California: EHV-1 ContainedBy Staff Report June 21, 2011
With no new confirmed EHV-1 cases since June 3, the California Department of Food and Agriculture on June 20 declared the outbreak contained. Containment is based on the fact that California has gone more than 14 days from the last clinical onset date without any new confirmed cases.
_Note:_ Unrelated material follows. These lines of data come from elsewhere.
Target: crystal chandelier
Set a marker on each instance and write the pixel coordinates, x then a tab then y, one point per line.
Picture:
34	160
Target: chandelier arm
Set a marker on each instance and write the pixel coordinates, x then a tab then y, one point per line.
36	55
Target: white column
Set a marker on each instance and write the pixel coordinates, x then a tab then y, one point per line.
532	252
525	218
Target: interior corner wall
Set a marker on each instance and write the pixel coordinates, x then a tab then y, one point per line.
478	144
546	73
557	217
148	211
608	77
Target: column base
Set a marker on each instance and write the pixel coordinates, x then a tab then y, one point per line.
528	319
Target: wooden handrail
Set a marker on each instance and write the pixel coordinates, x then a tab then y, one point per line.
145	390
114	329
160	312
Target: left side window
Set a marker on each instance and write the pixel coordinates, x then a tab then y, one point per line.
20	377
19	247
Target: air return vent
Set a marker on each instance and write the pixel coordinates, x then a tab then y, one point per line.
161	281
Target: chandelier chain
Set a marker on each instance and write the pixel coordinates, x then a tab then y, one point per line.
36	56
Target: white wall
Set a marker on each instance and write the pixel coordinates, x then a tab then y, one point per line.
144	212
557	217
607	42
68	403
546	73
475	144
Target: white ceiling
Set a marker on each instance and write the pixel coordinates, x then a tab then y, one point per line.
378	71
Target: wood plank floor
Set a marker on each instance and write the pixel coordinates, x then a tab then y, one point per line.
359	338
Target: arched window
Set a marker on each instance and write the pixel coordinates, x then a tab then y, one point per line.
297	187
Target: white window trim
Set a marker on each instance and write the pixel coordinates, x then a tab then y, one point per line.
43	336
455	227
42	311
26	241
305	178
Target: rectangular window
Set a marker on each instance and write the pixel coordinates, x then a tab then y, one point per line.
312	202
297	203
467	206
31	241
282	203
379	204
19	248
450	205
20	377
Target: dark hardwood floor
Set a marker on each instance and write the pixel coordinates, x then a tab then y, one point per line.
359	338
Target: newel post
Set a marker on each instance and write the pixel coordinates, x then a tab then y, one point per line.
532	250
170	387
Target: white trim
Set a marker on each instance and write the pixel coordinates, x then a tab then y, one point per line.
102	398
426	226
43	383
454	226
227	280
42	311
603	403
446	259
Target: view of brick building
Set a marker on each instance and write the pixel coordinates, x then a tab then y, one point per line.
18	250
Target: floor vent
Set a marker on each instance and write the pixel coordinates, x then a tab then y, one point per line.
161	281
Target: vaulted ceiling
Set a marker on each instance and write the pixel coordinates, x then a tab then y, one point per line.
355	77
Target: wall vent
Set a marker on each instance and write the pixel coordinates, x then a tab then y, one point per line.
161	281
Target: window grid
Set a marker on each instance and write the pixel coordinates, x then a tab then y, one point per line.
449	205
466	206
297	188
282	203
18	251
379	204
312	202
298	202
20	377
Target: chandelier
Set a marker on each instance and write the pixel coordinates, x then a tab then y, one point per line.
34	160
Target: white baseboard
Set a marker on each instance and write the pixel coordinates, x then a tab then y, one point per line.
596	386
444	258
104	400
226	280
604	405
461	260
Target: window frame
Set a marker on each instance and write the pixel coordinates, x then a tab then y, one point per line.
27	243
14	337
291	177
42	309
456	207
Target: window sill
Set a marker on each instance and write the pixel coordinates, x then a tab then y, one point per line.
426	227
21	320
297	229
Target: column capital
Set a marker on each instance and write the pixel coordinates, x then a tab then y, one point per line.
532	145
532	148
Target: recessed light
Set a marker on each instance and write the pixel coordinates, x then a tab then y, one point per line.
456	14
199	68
The neuropathogenic strain of Equine Herpes Virus-1 resulted in only two equine deaths in California, where 22 cases were tracked, but the economic impact to horse shows, trainers, and other equine-related businesses was far greater than those numbers indicate. The state went into virtual lockdown over fear of the disease.
Although EHV-1 was initially traced to horses that attended the National Cutting Horse Association’s Western National Championships, April 27-May 8 in Ogden, Utah, the fear pervaded every discipline, from jumpers to polo and dressage. Horse owners and facility overseers went into a panic over potential infiltration. Some stable managers went so far as to discourage contact with “unknown” horses by telling boarders that if they removed their animals from the premises they would not be re-admitted until the danger passed.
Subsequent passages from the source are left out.